伊藤:3歳で劇団に入りました。おばあちゃんに「あっちゃん、テレビ出たいの?」と聞かれて「うん」と言ったらしくて、おばあちゃんが劇団に応募したらしいです。うちの両親は入れるつもりがなかったみたいです。
林:子役は大成しないとか言いますけど、すごいですよね、今のこのご活躍。
伊藤:この仕事、昔はぜんぜんやる気なかったんですよ。小学校ぐらいからサッカーをやってて、サッカー選手になりたいと思っていたので、子役から続けているって感覚もあまりなくて。友達もふつうの人ばっかりだし、高校のころもこの仕事をしながらバーミヤンという中華レストランでバイトをしたり。
林:バーミヤンというのが、また庶民的な(笑)。
伊藤:たまたま近場にあったので。料理とかもやってみたいなと思って、2年くらい厨房をやりました。
林:大学生のときは?
伊藤:大学のときは、さすがにバイトする時間はなかったですね。経営学部だったんですけど、俳優の仕事を続けたいと思いつつも、もしかしたら経営を学ぶ中で違う仕事をやりたくなるのかなと思ったりもしました。そういう4年間でしたね。

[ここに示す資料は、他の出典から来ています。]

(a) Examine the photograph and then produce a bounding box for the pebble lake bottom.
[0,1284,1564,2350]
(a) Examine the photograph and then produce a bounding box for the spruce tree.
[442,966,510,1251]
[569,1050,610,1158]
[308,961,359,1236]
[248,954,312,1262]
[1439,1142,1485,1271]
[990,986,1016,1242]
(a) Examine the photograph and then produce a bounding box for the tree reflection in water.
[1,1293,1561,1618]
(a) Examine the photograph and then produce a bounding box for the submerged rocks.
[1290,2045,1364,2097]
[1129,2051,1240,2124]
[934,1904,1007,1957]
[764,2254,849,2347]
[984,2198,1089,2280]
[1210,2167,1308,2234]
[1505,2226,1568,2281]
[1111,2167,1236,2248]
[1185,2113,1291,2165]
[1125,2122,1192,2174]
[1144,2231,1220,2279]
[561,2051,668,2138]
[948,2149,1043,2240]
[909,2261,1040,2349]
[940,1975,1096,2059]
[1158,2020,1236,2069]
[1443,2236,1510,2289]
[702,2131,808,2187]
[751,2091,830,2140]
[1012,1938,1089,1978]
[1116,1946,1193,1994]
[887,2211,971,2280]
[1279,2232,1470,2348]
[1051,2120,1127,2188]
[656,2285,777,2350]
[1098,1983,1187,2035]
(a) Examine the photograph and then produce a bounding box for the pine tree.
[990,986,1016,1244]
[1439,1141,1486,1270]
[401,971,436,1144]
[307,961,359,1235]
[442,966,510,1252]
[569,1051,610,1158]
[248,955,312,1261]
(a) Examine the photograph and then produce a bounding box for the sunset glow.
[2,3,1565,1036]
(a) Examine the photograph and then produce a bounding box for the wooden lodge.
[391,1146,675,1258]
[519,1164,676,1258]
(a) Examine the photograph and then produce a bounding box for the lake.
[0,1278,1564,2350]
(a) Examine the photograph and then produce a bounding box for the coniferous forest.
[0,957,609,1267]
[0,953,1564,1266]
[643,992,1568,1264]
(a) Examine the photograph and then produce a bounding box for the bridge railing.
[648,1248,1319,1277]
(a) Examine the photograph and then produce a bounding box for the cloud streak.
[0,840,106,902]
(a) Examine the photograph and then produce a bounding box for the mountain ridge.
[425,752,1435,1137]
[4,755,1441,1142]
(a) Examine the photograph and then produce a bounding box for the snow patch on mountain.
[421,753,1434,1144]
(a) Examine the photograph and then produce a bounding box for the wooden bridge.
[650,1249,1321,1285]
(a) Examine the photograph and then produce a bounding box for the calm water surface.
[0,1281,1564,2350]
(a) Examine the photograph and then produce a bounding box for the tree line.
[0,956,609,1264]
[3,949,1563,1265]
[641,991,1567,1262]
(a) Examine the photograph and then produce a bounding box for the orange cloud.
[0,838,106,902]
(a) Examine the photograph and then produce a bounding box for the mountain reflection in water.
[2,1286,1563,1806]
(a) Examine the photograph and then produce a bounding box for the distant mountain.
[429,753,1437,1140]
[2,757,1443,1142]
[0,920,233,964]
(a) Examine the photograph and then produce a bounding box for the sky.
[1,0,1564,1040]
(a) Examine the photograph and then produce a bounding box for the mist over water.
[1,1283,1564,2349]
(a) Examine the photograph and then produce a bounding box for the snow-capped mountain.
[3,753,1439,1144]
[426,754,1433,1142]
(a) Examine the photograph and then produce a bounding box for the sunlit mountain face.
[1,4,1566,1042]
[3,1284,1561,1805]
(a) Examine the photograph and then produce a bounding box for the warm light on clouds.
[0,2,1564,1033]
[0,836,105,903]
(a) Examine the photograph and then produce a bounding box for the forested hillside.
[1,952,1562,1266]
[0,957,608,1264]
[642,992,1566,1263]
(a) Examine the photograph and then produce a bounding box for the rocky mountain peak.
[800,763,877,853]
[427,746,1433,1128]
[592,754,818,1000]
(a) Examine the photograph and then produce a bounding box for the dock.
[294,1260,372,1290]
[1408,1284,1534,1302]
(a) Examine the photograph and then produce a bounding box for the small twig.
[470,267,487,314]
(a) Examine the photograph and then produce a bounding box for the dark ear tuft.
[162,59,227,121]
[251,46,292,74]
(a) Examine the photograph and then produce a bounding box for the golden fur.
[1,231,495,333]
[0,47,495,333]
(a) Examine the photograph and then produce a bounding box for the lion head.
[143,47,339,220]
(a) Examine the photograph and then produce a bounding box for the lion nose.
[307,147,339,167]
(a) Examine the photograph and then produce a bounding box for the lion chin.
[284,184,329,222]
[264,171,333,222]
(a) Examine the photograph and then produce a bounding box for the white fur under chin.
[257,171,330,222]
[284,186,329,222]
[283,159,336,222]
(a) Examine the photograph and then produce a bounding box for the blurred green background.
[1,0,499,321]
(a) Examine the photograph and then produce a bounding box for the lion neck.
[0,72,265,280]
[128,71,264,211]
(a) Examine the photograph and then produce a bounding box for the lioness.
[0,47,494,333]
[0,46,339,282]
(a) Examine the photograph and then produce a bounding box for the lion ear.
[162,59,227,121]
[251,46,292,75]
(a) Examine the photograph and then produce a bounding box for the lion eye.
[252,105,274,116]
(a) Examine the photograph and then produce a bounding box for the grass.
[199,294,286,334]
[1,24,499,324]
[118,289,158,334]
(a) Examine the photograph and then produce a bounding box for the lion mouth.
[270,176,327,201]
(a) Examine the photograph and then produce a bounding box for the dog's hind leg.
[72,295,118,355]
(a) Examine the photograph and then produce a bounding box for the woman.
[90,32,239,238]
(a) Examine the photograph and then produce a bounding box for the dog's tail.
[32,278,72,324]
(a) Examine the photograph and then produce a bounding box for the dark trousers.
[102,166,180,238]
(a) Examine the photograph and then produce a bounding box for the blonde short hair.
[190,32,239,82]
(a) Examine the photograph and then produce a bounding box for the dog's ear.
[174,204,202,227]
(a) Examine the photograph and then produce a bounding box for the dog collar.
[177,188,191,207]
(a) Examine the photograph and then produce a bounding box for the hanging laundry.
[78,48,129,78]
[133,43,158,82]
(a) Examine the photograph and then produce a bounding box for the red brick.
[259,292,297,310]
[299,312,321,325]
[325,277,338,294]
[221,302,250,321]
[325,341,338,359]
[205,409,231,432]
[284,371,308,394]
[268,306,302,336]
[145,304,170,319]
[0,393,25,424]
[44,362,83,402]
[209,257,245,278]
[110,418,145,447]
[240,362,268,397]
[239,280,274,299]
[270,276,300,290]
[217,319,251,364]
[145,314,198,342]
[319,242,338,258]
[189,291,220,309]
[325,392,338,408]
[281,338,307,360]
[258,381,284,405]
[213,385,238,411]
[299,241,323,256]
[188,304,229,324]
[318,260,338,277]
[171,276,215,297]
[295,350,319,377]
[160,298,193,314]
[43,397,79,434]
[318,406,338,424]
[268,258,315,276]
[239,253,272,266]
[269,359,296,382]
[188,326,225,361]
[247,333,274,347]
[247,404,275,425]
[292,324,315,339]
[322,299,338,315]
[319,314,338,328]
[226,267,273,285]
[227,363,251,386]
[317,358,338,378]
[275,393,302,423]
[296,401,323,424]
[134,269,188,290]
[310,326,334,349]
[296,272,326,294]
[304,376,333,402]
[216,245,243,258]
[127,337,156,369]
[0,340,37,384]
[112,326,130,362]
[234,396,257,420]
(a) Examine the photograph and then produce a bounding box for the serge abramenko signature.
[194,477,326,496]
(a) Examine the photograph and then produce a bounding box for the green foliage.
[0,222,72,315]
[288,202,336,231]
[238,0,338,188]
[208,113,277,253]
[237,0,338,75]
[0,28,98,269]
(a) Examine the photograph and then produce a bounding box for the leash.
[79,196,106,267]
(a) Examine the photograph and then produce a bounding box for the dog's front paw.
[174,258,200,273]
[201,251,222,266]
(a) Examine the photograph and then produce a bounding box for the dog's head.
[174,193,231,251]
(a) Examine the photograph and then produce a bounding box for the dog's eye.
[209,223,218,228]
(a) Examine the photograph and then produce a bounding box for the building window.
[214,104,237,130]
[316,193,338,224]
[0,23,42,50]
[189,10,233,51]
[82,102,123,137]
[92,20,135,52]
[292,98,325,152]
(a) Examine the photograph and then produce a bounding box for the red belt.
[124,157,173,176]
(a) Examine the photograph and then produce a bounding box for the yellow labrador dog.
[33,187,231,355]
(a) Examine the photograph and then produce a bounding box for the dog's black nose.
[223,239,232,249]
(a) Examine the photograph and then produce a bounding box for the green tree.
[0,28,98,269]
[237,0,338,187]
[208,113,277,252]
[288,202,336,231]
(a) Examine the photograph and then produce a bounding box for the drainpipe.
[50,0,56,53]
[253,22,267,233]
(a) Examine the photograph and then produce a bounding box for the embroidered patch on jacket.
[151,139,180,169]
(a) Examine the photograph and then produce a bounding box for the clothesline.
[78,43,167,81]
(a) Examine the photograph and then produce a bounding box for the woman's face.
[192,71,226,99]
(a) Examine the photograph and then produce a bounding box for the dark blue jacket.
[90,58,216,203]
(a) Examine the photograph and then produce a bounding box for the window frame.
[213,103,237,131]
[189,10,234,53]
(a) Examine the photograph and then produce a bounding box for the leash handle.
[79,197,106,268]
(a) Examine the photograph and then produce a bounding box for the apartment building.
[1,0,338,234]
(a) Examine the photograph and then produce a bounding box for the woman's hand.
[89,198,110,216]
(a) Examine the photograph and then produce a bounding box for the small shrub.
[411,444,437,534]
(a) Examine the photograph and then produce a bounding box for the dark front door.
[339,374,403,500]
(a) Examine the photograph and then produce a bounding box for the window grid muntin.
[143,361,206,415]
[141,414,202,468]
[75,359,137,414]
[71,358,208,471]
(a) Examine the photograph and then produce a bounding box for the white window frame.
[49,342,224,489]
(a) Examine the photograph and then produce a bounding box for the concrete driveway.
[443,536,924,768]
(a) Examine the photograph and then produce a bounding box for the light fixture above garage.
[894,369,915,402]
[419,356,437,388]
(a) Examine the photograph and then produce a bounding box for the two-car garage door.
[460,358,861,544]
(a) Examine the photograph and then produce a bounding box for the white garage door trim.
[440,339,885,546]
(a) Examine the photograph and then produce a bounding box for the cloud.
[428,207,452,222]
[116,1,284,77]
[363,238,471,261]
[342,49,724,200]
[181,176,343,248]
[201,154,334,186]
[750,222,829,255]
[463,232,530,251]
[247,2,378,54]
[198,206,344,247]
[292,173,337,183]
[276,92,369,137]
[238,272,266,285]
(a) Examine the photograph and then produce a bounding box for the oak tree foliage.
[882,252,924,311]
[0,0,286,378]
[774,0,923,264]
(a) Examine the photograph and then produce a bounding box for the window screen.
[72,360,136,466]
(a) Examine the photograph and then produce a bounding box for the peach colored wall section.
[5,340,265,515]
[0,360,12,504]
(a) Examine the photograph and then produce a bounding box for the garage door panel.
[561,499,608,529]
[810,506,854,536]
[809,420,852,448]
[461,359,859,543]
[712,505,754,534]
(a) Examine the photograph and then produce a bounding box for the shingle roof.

林:お友達から「◯◯のサインもらってきてくれ」とか、「スタジオに連れてってくれよ」みたいなことは言われなかった?
伊藤:サインはしょっちゅう言われました。「もらえるわけないだろう」と言って断りまくって、さすがに言われなくなりましたけど。
林:ふつうの人たちの中に一人だけ芸能人がいると、そうなっちゃいますよね。
伊藤:けっこうシリアスなドラマに出ても、「淳史が出てるだけで、笑いがとまらないよ(笑)」ってLINEが来たりして。こっちはまじめに芝居してるのに、ふざけるなと思うんですけど。
林:伊藤さんって白衣のイメージがあるんですけど、お医者さんの役、多くありません?
伊藤:「バチスタシリーズ」をやらせていただいたからですかね。それも、友達には「白衣着て出てくるだけで笑っちゃう」とか言われるんですけど、そういうことが言える友達っていいなと思ったり、ありがたさも感じてます。